Ein junger Mann schlendert auf die Bühne, blättert versonnen in einem alten Fotoalbum. Plötzlich tauchen die bunten Figuren aus der Kindheit wieder auf, die Bilder werden lebendig. Die Dimensionen verschieben sich: Der Sessel ist viel zu groß, das Kind im Mann wird klein. Die Tänzerin und Choreographin Simona Furlani hat ihrer Inszenierung Das Kind in mir im multimedialen Animax-Theater (im Gebäude des Kinopolis Bad Godesberg) die ursprüngliche Ballettfassung von Maurice Ravels Oper L'Enfant et les sortilèges zugrunde gelegt. Idee und Text des 1916 entstandenen Werkes stammen übrigens von der berühmten französischen Schriftstellerin Colette. Ravels geistreiche, impressionistisch pointierte Klavierkomposition hat Thomas Wise, Studienleiter an der Oper Bonn, eigens für diese Produktion, das erste Familienstück des Choreographischen Theaters Bonn, neu eingespielt.
Die Tänzer entdecken ihre eigenen, auf den Boden projizierten Kindheitsbilder, bevor sie zu Fantasiefiguren (zauberhafte Ausstattung: Mahela Rostek) werden und der ganze Raum scheinbar in Bewegung gerät.

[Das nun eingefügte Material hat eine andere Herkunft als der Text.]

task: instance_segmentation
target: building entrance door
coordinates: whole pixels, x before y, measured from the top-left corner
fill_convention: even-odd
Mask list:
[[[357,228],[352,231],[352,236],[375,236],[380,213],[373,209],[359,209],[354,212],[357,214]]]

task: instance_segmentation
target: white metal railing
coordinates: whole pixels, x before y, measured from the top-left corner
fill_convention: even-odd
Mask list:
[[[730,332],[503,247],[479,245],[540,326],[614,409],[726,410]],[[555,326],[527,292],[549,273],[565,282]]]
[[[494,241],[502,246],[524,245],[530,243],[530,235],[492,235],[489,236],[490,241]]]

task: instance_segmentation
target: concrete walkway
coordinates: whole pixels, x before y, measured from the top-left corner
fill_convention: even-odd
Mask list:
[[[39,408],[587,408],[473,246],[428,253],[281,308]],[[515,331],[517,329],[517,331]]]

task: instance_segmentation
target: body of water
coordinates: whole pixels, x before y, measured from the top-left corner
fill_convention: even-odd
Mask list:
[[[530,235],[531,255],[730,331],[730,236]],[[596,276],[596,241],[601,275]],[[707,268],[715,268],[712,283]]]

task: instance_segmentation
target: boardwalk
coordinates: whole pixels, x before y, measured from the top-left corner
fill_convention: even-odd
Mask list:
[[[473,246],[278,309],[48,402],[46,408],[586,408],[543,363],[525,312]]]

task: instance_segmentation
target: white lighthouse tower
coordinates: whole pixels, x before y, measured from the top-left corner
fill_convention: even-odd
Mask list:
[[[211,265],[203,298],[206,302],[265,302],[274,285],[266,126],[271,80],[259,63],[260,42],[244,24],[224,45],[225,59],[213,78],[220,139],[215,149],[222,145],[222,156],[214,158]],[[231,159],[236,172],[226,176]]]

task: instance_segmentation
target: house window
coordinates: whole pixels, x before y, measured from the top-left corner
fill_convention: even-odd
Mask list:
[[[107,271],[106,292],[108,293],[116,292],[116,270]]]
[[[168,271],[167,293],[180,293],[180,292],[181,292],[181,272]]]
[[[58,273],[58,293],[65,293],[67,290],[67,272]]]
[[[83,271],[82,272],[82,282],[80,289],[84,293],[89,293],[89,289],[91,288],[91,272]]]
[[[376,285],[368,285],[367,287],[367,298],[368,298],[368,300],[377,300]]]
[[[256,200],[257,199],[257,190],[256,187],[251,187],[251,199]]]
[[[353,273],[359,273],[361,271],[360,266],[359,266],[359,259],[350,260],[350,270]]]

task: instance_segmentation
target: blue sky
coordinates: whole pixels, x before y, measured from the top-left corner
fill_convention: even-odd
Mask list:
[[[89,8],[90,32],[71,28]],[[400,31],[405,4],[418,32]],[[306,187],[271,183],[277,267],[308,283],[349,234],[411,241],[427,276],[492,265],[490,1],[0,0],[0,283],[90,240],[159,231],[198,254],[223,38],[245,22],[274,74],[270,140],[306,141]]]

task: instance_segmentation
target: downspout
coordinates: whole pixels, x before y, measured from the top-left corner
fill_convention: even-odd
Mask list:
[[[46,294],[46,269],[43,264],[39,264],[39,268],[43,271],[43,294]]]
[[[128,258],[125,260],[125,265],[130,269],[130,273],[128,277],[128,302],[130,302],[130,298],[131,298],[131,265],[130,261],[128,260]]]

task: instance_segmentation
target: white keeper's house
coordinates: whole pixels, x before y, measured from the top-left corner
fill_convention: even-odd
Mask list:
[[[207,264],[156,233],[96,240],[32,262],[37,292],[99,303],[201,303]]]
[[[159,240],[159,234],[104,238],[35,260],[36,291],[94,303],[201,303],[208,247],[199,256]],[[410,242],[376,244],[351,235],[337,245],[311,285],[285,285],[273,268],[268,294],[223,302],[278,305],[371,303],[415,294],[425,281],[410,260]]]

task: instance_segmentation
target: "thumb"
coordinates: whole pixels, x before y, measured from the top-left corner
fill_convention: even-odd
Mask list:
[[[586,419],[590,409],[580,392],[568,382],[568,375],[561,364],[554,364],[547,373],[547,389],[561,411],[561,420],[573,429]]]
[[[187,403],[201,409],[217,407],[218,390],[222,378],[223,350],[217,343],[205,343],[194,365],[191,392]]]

Es ist ein virtuelles Wohnzimmer aus computeranimierten Bildern, dessen Wände sich schwindelerregend drehen und ständig neue Perspektiven eröffnen. Die übergroße Mutter (Simona Furlani) im feuerroten Kleid rollt auf einem Podest riesenhaft bedrohlich herein. Unter ihrem weiten Rock kriecht ein kleines Kind hervor und beginnt, die Zauberwelt der Großen mit eigenen Augen neu zu entdecken. Das große Kind (als verschrecktes und gleichzeitig aggressives kleines Monster: Ricardo Diaz) hat die Schulaufgaben satt und will den Märchenprinzen spielen. Dass dabei dem grauen Kater schnöde der Schwanz abgerissen wird, ist nur der Anfang seiner Wüterei. Das arme Vieh (Przemyslaw Kubicki) flüchtet in die Pendeluhr, deren Zifferblatt sich selbstständig macht. Ein Vogel flattert aus dem Gemälde an der Wand, die Giraffe verlässt ihren Rokoko-Bilderrahmen, die Kaminpferdchen heben ihre Vorderhufe, bis die Flammen nach dem Vorhang züngeln. Die schöne Buchprinzessin (Daniela Greverath) wird von den vorbeihuschenden Seiten ihrer aus dem Regal geklaubten Lesefrüchte verfolgt. Irgendwann verwandelt sich das durchs Fenster hereindringende Stadtgetümmel wieder zum sanft gezähmten Park und dann zum Urwald mit Schlingpflanzen und einem verletzten Waldtier (Linda Ryser), das dringend menschliche Hilfe und Zuwendung braucht. Der kleine Junge begreift das und findet damit endlich zu dem Mitgefühl, ohne das die Welt im Chaos versinken würde.
Die Poesie der klar erzählten Geschichte liegt in den surrealistisch bewegten Bildern und der tänzerischen Unmittelbarkeit, der Witz im spielerischen Einsatz der Animax-Rechner, die über Sensoren auf die Tänzer reagieren und die Märchenwelt jedes Mal neu zum Leben erwecken. Die vom Land NRW großzügig unterstützte erste Zusammenarbeit des Theaters Bonn mit dem ansonsten eher am Rand der Bonner Kulturszene agierenden Experimentier-Team des Animax könnte über den ästhetischen Mehrwert des digitalisieren Zaubers die Generation Playstation durchaus vom Bildschirm wieder ins Theater locken. E.E.-K.

Aufführungsdauer: ca. 50 Min.

Geeignet für aufgeweckte Zuschauer ab 6 Jahren.

Für Schulgruppen sind Sondertermine möglich, bei denen auf Wunsch auch die komplizierte Technik hinter den Kulissen erklärt und auf der Bühne ausprobiert werden kann.